Road investment strategy

On 1 December 2014, Patrick McLoughlin MP, Secretary of State for Transport gave details of planned improvements to England’s road network, launching a ‘Road investment strategy’. Ref Biggest upgrade to roads in a generation, 1 December 2014.

The government committed to establishing a road investment strategy worth £15 billion at the 2013 spending round.

This was followed on 10 November 2014 by Prime Minister David Cameron’s speech at the Confederation of British Industry (CBI) annual conference in London, during which he announced plans for the biggest road-building programme since the 1970s. This ‘roads revolution’ includes plans to invest in more than 100 projects on the strategic road network by the end of the decade, 84 of which the government believes are new announcements. This will add 1,300 new lane miles to the roads network.

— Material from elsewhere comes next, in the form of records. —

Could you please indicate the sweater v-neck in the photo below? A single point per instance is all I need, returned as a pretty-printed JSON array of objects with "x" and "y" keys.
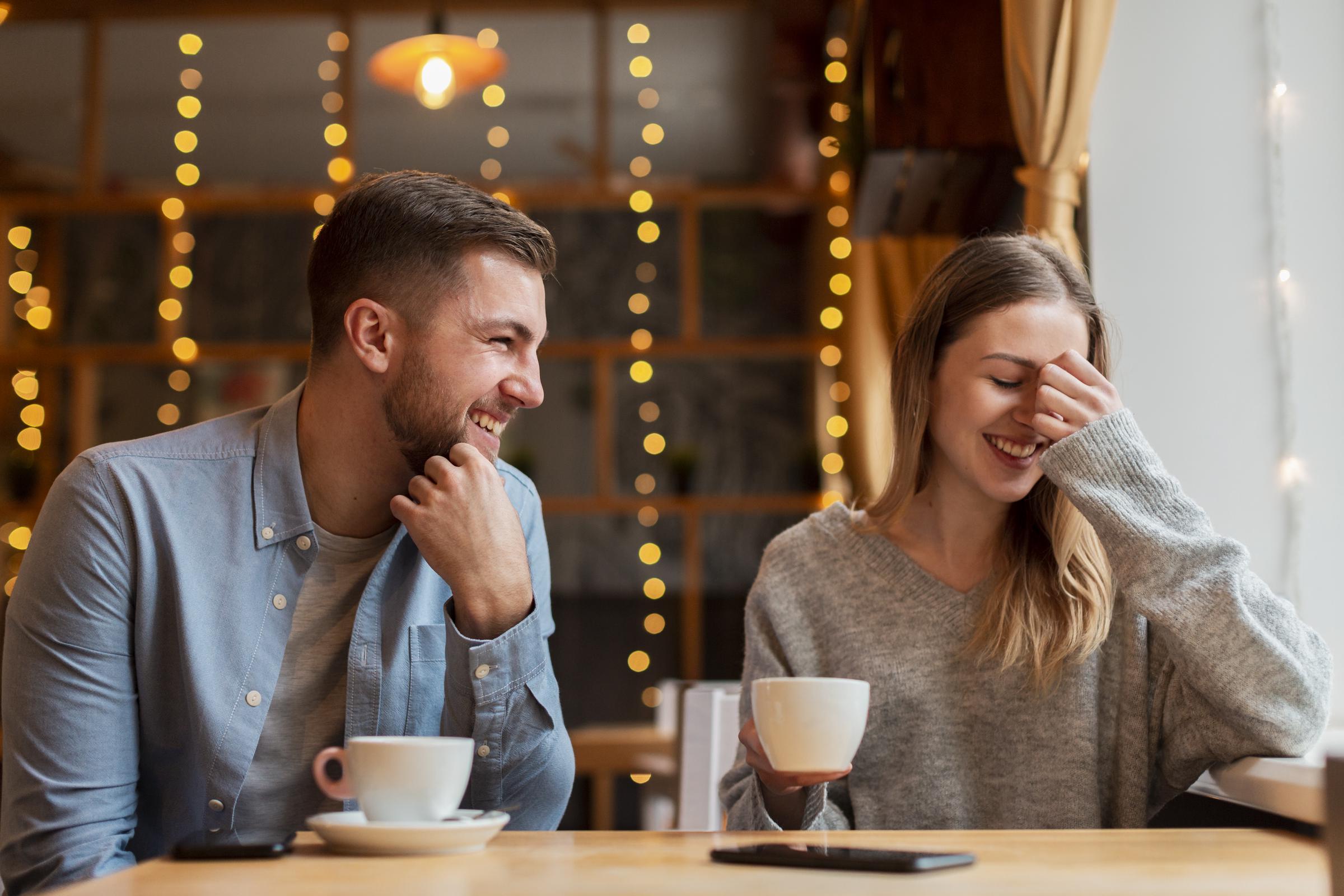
[{"x": 888, "y": 558}]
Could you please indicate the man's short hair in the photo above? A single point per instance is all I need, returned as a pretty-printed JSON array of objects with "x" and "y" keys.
[{"x": 400, "y": 238}]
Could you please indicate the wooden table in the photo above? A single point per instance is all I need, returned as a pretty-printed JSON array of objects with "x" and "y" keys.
[{"x": 1187, "y": 861}]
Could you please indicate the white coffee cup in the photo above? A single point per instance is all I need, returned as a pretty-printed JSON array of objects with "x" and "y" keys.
[
  {"x": 810, "y": 725},
  {"x": 398, "y": 778}
]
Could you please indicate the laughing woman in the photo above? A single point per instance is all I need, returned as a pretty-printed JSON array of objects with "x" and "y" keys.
[{"x": 1054, "y": 633}]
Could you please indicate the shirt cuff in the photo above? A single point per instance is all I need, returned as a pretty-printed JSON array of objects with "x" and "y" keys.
[{"x": 489, "y": 669}]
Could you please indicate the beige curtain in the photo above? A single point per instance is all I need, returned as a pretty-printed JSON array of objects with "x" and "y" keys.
[
  {"x": 1053, "y": 52},
  {"x": 888, "y": 272}
]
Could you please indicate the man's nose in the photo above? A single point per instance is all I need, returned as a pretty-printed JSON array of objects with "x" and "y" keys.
[{"x": 525, "y": 386}]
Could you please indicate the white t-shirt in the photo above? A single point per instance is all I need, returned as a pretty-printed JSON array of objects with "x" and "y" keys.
[{"x": 308, "y": 708}]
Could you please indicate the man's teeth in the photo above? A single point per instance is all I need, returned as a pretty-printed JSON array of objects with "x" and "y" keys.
[
  {"x": 1010, "y": 448},
  {"x": 488, "y": 423}
]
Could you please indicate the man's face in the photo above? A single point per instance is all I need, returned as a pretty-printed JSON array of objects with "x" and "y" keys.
[{"x": 474, "y": 363}]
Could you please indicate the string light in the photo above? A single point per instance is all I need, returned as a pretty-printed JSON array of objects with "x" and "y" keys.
[
  {"x": 34, "y": 302},
  {"x": 174, "y": 209},
  {"x": 642, "y": 202},
  {"x": 496, "y": 136},
  {"x": 841, "y": 249},
  {"x": 1292, "y": 472},
  {"x": 335, "y": 135}
]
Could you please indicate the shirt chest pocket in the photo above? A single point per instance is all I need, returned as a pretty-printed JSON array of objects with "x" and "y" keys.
[{"x": 425, "y": 698}]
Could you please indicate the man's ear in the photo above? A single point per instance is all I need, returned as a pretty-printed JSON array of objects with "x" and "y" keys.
[{"x": 368, "y": 329}]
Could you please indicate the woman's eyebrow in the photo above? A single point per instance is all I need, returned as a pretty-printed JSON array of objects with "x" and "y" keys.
[{"x": 1012, "y": 359}]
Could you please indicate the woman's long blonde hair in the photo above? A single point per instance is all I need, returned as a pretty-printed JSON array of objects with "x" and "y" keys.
[{"x": 1052, "y": 598}]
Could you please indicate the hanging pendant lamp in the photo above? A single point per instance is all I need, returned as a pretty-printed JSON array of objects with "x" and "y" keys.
[{"x": 435, "y": 68}]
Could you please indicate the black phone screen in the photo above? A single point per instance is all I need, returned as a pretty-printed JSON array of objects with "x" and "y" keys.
[
  {"x": 234, "y": 844},
  {"x": 841, "y": 857}
]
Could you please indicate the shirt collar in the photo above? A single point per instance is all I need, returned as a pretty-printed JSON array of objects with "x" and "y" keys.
[{"x": 280, "y": 504}]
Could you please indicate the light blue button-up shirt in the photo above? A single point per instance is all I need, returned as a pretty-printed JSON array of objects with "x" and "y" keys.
[{"x": 144, "y": 620}]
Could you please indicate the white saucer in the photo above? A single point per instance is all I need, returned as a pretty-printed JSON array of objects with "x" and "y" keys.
[{"x": 350, "y": 832}]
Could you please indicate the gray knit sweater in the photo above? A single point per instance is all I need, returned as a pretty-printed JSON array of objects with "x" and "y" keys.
[{"x": 1203, "y": 664}]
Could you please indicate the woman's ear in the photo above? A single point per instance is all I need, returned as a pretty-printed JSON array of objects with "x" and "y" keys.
[{"x": 370, "y": 332}]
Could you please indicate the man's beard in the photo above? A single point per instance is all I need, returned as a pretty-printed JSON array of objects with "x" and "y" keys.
[{"x": 418, "y": 421}]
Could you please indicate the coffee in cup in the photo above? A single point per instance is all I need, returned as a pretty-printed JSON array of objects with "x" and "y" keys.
[
  {"x": 810, "y": 725},
  {"x": 398, "y": 778}
]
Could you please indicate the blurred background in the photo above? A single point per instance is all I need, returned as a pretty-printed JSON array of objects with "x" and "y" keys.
[{"x": 745, "y": 197}]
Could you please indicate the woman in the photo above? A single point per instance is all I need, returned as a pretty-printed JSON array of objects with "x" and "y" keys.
[{"x": 1054, "y": 634}]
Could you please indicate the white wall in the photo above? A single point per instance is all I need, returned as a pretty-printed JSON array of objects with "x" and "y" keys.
[{"x": 1179, "y": 217}]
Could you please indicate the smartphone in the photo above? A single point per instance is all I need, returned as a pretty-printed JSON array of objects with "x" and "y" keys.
[
  {"x": 839, "y": 857},
  {"x": 234, "y": 844}
]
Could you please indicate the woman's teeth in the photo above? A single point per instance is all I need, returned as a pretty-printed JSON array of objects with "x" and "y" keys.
[
  {"x": 488, "y": 423},
  {"x": 1011, "y": 448}
]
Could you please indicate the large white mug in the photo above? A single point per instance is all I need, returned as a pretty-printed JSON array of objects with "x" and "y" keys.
[
  {"x": 398, "y": 778},
  {"x": 810, "y": 725}
]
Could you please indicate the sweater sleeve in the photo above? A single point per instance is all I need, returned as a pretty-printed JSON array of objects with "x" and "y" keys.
[
  {"x": 1233, "y": 672},
  {"x": 767, "y": 657}
]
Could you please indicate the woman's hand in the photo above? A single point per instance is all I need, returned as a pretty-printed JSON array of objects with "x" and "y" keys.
[
  {"x": 778, "y": 782},
  {"x": 1072, "y": 394}
]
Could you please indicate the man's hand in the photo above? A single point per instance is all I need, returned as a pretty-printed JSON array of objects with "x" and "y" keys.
[
  {"x": 1070, "y": 395},
  {"x": 469, "y": 534}
]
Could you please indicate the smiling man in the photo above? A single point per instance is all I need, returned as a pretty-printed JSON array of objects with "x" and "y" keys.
[{"x": 202, "y": 612}]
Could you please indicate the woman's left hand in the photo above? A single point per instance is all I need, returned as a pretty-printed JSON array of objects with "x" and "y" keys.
[{"x": 1072, "y": 394}]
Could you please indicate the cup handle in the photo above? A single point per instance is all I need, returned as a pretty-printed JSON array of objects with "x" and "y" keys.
[{"x": 331, "y": 774}]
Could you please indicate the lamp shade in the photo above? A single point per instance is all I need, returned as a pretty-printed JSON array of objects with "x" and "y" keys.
[{"x": 409, "y": 66}]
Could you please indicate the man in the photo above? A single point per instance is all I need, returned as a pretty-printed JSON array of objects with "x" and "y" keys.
[{"x": 200, "y": 612}]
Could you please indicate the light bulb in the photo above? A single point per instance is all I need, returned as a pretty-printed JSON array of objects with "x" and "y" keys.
[{"x": 435, "y": 83}]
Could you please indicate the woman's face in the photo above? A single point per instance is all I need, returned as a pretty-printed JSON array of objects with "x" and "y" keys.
[{"x": 984, "y": 395}]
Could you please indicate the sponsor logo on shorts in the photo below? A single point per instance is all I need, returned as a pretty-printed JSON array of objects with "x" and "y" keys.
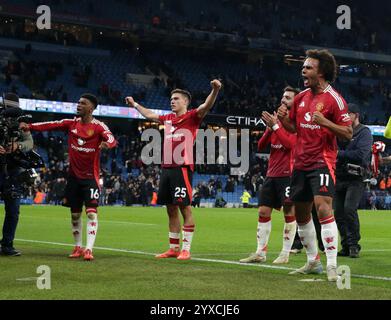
[
  {"x": 81, "y": 149},
  {"x": 309, "y": 126}
]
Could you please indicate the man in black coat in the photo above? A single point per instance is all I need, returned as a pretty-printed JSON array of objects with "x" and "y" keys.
[{"x": 353, "y": 163}]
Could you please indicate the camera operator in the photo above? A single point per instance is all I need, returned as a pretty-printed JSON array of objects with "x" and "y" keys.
[
  {"x": 13, "y": 143},
  {"x": 353, "y": 163}
]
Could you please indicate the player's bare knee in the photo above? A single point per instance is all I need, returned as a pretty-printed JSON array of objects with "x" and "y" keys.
[
  {"x": 92, "y": 213},
  {"x": 75, "y": 215}
]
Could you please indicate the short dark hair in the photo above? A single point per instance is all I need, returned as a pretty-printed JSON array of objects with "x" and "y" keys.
[
  {"x": 291, "y": 89},
  {"x": 327, "y": 63},
  {"x": 184, "y": 92},
  {"x": 90, "y": 97}
]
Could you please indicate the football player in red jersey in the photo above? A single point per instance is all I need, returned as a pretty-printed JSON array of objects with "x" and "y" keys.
[
  {"x": 86, "y": 137},
  {"x": 175, "y": 189},
  {"x": 319, "y": 115},
  {"x": 275, "y": 190}
]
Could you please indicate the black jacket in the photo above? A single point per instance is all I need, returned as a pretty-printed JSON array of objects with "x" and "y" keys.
[{"x": 357, "y": 151}]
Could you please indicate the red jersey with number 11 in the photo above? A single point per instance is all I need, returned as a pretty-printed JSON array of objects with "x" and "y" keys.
[{"x": 317, "y": 146}]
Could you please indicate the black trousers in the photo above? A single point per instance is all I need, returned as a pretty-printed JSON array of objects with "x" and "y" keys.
[
  {"x": 346, "y": 201},
  {"x": 10, "y": 190}
]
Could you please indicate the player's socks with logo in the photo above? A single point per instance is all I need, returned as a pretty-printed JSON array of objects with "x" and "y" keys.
[
  {"x": 307, "y": 235},
  {"x": 263, "y": 233},
  {"x": 174, "y": 240},
  {"x": 330, "y": 239},
  {"x": 187, "y": 237},
  {"x": 92, "y": 227},
  {"x": 289, "y": 234},
  {"x": 77, "y": 231}
]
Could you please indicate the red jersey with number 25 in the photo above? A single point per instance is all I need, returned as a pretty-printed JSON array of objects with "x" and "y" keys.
[
  {"x": 83, "y": 144},
  {"x": 316, "y": 146},
  {"x": 179, "y": 137}
]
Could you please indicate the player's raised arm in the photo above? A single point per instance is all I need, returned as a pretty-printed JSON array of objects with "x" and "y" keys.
[
  {"x": 341, "y": 131},
  {"x": 204, "y": 108},
  {"x": 147, "y": 113},
  {"x": 109, "y": 141},
  {"x": 283, "y": 116},
  {"x": 47, "y": 126}
]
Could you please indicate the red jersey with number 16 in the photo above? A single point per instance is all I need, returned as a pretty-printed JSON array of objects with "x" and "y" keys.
[
  {"x": 83, "y": 144},
  {"x": 317, "y": 146}
]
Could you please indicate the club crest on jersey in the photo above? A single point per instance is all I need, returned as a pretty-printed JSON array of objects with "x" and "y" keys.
[
  {"x": 319, "y": 106},
  {"x": 80, "y": 142}
]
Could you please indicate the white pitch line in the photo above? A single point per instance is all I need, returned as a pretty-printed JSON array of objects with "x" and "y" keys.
[
  {"x": 202, "y": 259},
  {"x": 104, "y": 221}
]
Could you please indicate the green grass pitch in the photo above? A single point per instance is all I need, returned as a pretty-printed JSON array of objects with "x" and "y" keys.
[{"x": 125, "y": 267}]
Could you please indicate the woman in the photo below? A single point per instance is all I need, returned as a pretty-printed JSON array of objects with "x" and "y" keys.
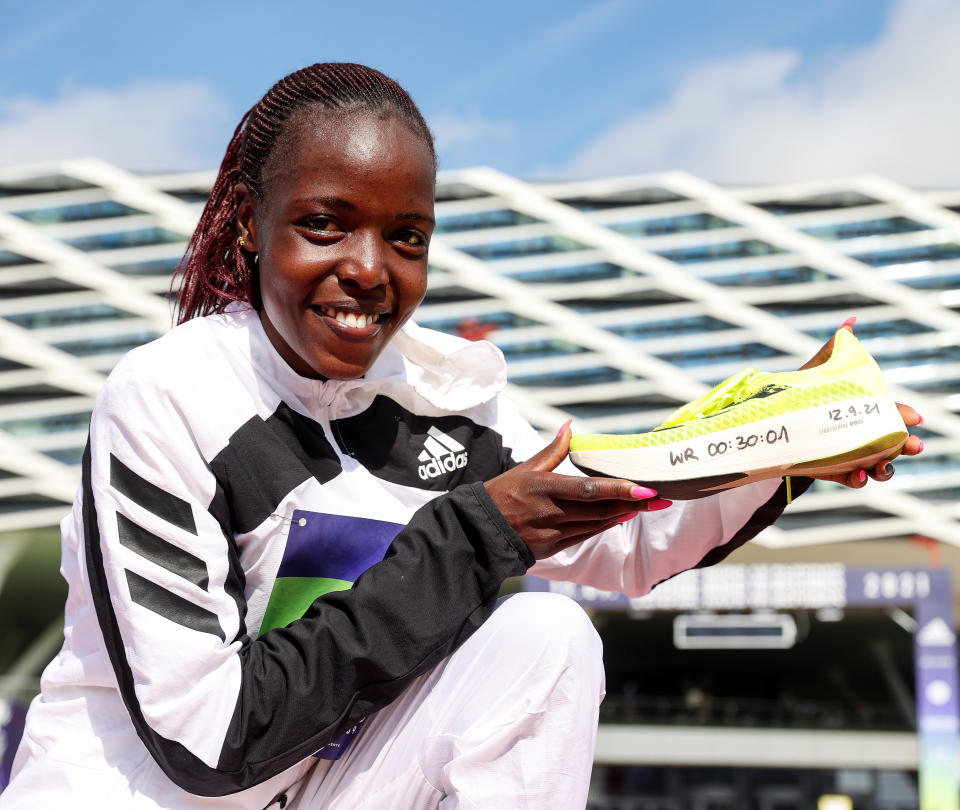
[{"x": 297, "y": 513}]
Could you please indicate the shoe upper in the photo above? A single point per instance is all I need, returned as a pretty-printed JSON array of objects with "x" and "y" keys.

The Road investment strategy itself, sets out ‘…an ambitious, long-term programme for our motorways and major roads with the stable funding needed to plan ahead effectively’. It comprises:

  • A long-term vision outlining how the government will create smooth, smart and sustainable roads.
  • A multi-year investment plan that will be used to improve the network and create better roads.
  • High-level objectives for the first roads period 2015 to 2021.

New projects announced by Patrick McLoughlin include:

  • A commitment of £2 billion to dual the A303 and A358, including a tunnel at Stonehenge.
  • £290 million to complete the dualling of the A1 from London to Ellingham.
  • Completing the smart motorway along the length of the M62 from Manchester to Leeds.
  • Improving links to the Port of Liverpool.
  • £350 million of improvements to the A27.
  • £300 million to upgrade the east-west connection to Norfolk.
  • Improving one-third of the junctions on the M25.
  • Improving the M42 to the east of Birmingham.
  • £100 million to improve cycling provision at 200 key locations across the network.
  • £300 million to mitigate carbon emissions and reduce the number of people affected by serious noise.
  • £100 million to unlock future growth and housing developments.

In addition, the government is changing the Highways Agency into a government-owned company (Highways England), which it claims will mean funding can be allocated on a longer-term basis.

Patrick McLoughlin said, ‘Today I am setting out the biggest, boldest and most far-reaching roads programme for decades. It will dramatically improve our road network and unlock Britain’s economic potential.’

On 10 November, 2014, David Cameron said, “We are now not only spending as much on rail as any Government since Victorian times, but on roads we are spending more than any Government since the big expansion of the 1970s… Hundreds of extra lane miles on our motorways and trunk roads. The green light given to major projects that have been stalled for years. Action to improve some of the most important arteries in our country… This will be nothing less than a roads revolution – one which will lead to quicker journey times, more jobs, and businesses boosted right across the country.”

The announcement has been criticised by some, suggesting that many of these projects already existed but had simply not been delivered, and highlighting potential damage to national parks and historic sites such as Stonehenge whilst making people even more dependent on their cars.